At the very end of May we saw NVIDIA’s first effort to expand Fermi beyond the $300 space with the GeForce GTX 465, a further cut-down GF100 core priced at launch at $279. Unfortunately for NVIDIA, it wasn’t even a lackluster launch – while GF100 performs quite well with most of its functional units enabled (i.e. GTX 480), disabling additional units isn’t doing the GPU any favors. Furthermore disabling those units does little to temper the chip’s high power draw – something that’s only reasonable on the higher-end cards – resulting in a card that ate a lot of power while losing to AMD’s Radeon HD 5850.

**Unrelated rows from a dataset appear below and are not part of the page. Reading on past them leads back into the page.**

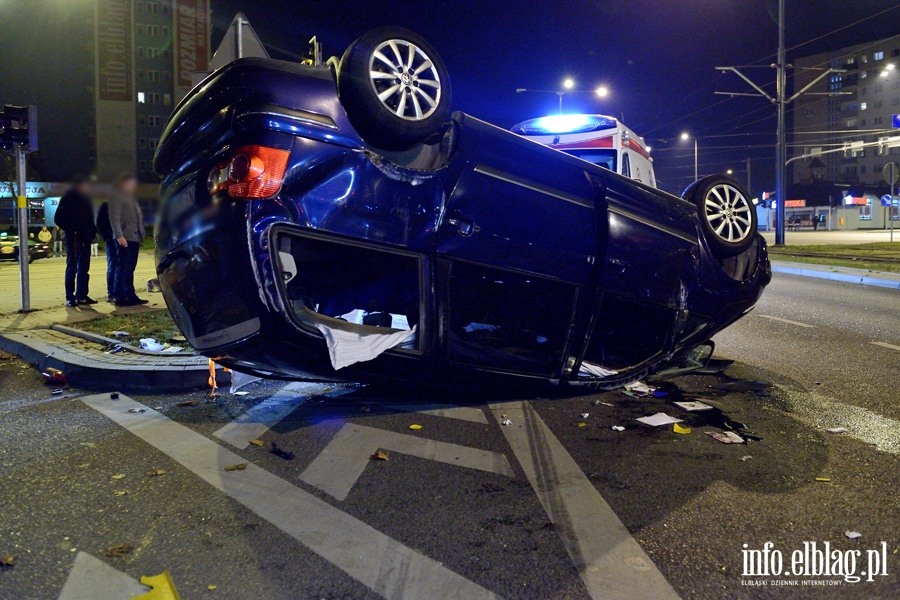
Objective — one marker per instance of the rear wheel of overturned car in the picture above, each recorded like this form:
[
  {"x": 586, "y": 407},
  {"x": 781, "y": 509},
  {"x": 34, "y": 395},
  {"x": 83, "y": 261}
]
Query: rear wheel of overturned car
[
  {"x": 727, "y": 215},
  {"x": 394, "y": 87}
]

In short, the GTX 465 is a lesson of how you can only cut down GPU so far. NVIDIA went too far, and ended up with a part that had GTX 285 performance and GTX 470 power consumption.

Today NVIDIA is back in the saddle with something entirely new: GF104 and the GTX 460. The second member of the Fermi family is ready for its day in the sun, and in many ways it’s nothing like we expected. Designed from the start as a smaller chip than GF100, GF104 is the basis of the GTX 460 line of products which fix the GTX 465’s ills while delivering the GTX 465’s performance. It’s what the GTX 465 should have been, and it’s priced as low as $199. And as we’ll see, it’s the first NVIDIA card in a long time that we can give a glowing review for.

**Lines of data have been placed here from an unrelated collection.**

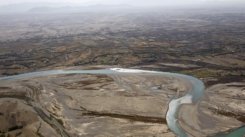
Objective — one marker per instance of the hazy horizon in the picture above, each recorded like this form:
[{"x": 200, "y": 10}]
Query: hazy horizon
[{"x": 128, "y": 2}]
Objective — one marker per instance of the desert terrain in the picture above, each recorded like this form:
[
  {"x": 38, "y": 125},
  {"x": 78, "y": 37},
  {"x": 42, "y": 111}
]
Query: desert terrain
[{"x": 206, "y": 44}]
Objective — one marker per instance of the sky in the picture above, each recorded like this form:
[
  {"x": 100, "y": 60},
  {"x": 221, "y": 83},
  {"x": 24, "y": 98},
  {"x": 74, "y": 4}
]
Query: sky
[{"x": 127, "y": 2}]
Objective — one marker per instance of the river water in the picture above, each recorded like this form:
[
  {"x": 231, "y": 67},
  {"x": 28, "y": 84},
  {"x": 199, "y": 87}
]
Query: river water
[{"x": 193, "y": 96}]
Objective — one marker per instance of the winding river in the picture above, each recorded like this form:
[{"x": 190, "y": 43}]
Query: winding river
[{"x": 193, "y": 96}]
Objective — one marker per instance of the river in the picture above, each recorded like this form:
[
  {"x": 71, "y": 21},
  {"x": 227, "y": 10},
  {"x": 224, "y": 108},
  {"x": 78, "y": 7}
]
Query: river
[{"x": 193, "y": 96}]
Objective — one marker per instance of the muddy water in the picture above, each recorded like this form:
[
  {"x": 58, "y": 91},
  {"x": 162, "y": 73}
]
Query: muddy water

  GTX 480 GTX 465 GTX 460 1GB GTX 460 768MB GTX 285
Stream Processors 480 352 336 336 240
Texture Address / Filtering 60/60 44/44 56/56 56/56 80 / 80
ROPs 48 32 32 24 32
Core Clock 700MHz 607MHz 675MHz 675MHz 648MHz
Shader Clock 1401MHz 1215MHz 1350MHz 1350MHz 1476MHz
Memory Clock 924MHz (3696MHz data rate) GDDR5 802MHz (3208MHz data rate) GDDR5 900MHz (3.6GHz data rate) GDDR5 900MHz (3.6GHz data rate) GDDR5 1242MHz (2484MHz data rate) GDDR3
Memory Bus Width 384-bit 256-bit 256-bit 192-bit 512-bit
Frame Buffer 1.5GB 1GB 1GB 768MB 1GB
FP64 1/8 FP32 1/8 FP32 1/12 FP32 1/12 FP32 1/12 FP32
Transistor Count 3B 3B 1.95B 1.95B 1.4B
Manufacturing Process TSMC 40nm TSMC 40nm TSMC 40nm TSMC 40nm TSMC 55nm
Price Point $499 $249 $229 $199 N/A

GF104, the heart of the GTX 460 series being launched today, is the first waterfall part of the Fermi family. As we saw with AMD’s Radeon HD 5000 series last year and NVIDIA’s GeForce 9000 series before that, NVIDIA is in the process of taking the base GF100 design and reducing it for the construction of smaller, lower performing GPUs suitable for use in video cards at lower prices for the larger markets.

The final tally for GF104 is 1.95 billion transistors, which occupies a die space slightly more than that of AMD’s Cypress in the 5800 series. To put this in comparison, this is about 200 million fewer transistors than AMD’s Cypress, or 550 million more than NVIDIA’s older GT200 GPU that powered the GeForce GTX 200 series. This makes the GF104 the biggest GPU we’ve seen for the prices NVIDIA is targeting, a sign of the increasing pricing pressure between NVIDIA and AMD.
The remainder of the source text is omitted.